Along with attempting to introduce the more sensitive films to new audiences, the techies took up another challenge alongside: to get them to explore spaces that they normally don't visit.
So far, the regular venues have been Cobalt S2M, a meeting space for people on Church Street, Paradigm Shift and Carrots, the vegan restaurants in Koramangala.
"Actually, the owner of Carrots wanted us to do something to bring in more people. Though this was an idea we'd been mulling over for a couple of years by then, you could say this was the trigger point," Mayank chips in again.
Khula Manch is also looking towards schools and collages to hold screenings. "That would be great because a lot of these films talk about issues that get sidelined in mainstream media. While many say that the claims they make might not be proven, they enable you to question the possibility," continues Mayank.
So they hope to tie up with educational institutions to help them reach out to bigger audiences.

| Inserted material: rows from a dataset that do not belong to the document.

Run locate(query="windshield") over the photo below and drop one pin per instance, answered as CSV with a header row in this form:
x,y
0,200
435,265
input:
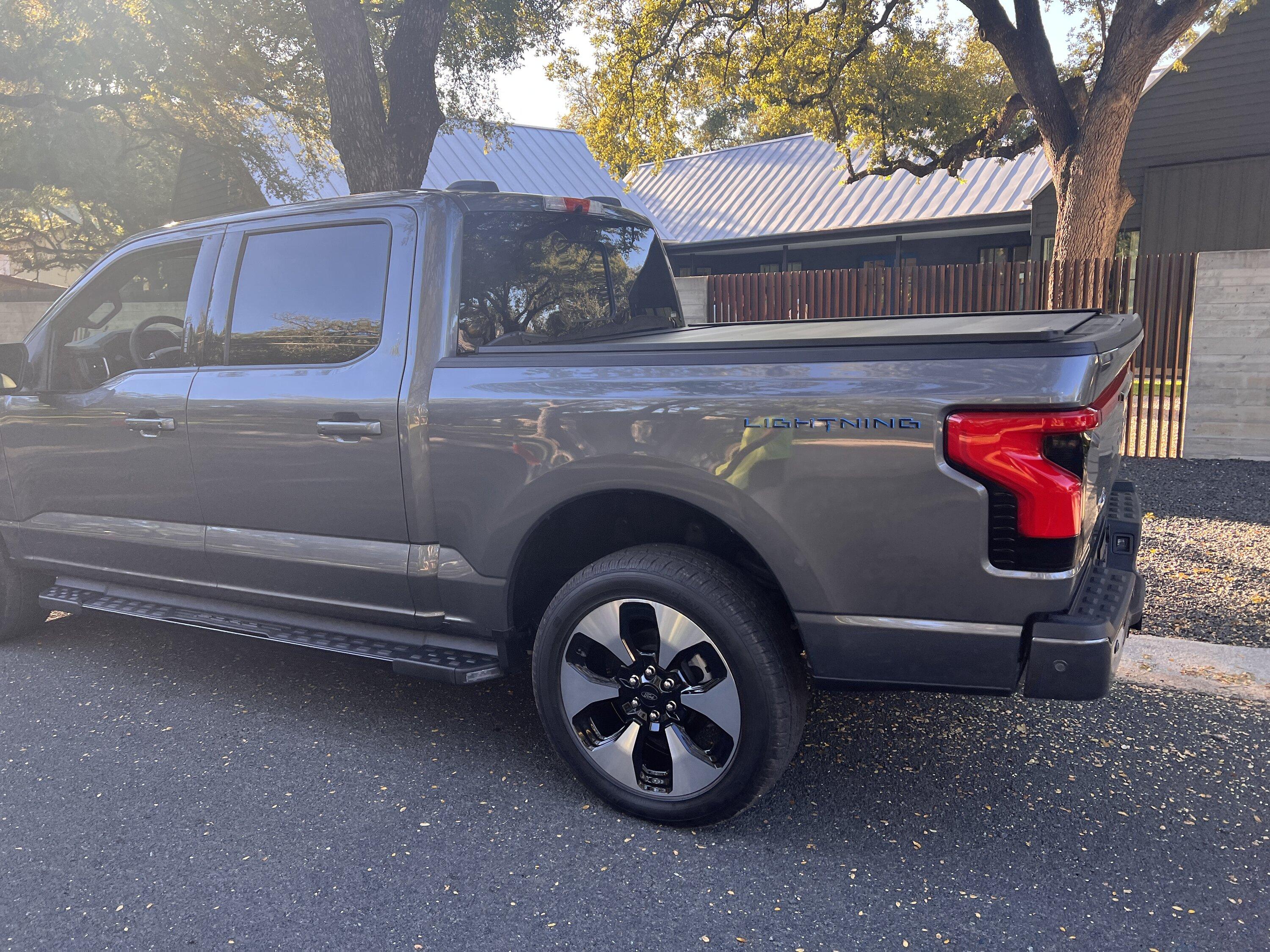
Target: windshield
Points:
x,y
538,277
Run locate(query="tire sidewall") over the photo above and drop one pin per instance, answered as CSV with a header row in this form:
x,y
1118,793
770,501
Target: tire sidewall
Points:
x,y
721,622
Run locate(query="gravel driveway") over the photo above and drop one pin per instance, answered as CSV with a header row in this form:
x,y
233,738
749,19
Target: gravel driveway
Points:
x,y
1206,549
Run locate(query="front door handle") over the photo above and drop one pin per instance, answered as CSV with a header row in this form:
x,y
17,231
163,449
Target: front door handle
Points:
x,y
350,431
150,426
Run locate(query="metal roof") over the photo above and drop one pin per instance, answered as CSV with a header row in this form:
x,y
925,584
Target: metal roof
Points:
x,y
794,186
534,159
538,160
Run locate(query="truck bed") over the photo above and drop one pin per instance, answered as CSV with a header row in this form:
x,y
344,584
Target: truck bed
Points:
x,y
1061,333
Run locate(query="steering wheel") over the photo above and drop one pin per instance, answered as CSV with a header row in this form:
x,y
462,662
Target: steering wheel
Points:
x,y
140,355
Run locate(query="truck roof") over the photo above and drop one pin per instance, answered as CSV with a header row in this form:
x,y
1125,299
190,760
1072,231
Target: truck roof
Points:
x,y
468,201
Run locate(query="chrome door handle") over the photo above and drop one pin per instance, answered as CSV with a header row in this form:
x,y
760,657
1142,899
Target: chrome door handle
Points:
x,y
150,426
350,431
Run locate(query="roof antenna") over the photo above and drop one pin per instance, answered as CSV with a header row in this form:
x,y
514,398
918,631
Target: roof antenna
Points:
x,y
472,186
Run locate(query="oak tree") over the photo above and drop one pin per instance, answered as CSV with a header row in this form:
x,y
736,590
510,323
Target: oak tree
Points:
x,y
397,70
99,99
896,88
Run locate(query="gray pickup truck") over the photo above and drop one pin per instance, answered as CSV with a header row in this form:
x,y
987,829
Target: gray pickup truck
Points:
x,y
455,431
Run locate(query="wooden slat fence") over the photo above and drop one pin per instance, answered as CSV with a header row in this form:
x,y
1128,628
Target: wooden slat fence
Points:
x,y
1161,289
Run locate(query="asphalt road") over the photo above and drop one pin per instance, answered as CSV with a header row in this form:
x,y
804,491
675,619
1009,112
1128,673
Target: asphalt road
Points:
x,y
167,789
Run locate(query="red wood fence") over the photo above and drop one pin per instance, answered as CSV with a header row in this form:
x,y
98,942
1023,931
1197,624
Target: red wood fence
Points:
x,y
1159,287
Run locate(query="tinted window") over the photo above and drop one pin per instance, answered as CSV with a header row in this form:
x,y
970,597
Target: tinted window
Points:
x,y
534,277
310,296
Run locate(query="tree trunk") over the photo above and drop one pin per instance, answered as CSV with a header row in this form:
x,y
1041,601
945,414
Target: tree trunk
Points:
x,y
414,107
381,149
1093,201
359,126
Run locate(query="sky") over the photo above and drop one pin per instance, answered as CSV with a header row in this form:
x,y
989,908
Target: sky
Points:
x,y
531,99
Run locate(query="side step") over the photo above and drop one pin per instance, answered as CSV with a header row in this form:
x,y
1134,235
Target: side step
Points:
x,y
431,662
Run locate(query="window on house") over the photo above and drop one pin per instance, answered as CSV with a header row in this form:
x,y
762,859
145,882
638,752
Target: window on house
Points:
x,y
1002,254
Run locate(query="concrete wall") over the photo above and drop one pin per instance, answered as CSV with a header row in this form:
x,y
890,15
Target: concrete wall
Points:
x,y
1229,394
17,318
693,296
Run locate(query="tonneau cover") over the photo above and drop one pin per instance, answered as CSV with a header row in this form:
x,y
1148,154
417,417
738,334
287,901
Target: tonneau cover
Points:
x,y
1096,332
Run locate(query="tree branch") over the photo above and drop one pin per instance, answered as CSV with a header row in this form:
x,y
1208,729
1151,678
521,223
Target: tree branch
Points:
x,y
32,101
957,155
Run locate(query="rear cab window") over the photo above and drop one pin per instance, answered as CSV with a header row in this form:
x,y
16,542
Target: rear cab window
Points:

The name of Khula Manch was coined by Sushil, Priyanka's husband, and he says the initial intent was to organise workshops.
"We wanted to conduct accessible workshops, like a photography workshop for those who normally couldn't afford a `2,500 one," he elaborates, but they are yet to start off on this.
So far, apart from screening documentaries like Plastic Cow, There's No Tomorrow, Economics of Happiness (this has been a favourite at all of the seven screenings, they say), Sea the Truth, A Bottled Life, Candles in the Wind and Life Cycles, Khula Manch has hosted talks of Dr Vijaya Venkat, (who practises alternative medicine) and environmentalist Claude Alwares.
In fact, its 25th event held recently at Cobalt was a screening of documentary, Workers in the Shadow. The film is a dialogue on the problems of domestic workers, followed by a discussion with Geeta Menon of Stree Jagruti Samiti that strives to ensure dignity of labour. Quite a hit, it will be repeated today at Paradigm Shift, Koramangala at 6.45 pm.
Organising free events cannot be easy. Ask them about it and Sushil replies, "Right now we're spending out of our own pocket. From the start, we didn't really worry about this too much— we thought, if Khula Manch is required for the community, it will sustain itself, and that's how it's been. We have to shell out money for the projector and screening rights of the films. Even there, some venues like Cobalt have projectors, and some filmmakers have also told us that we can use their film free of cost."
Despite the growth of their idea, the founders of the forum don't plan to formalise Khula Manch.
"Not unless it becomes difficult for us to function. Even now, we ensure complete transparency: anyone who has a doubt can look at our expense sheet on our website," Mayank explains.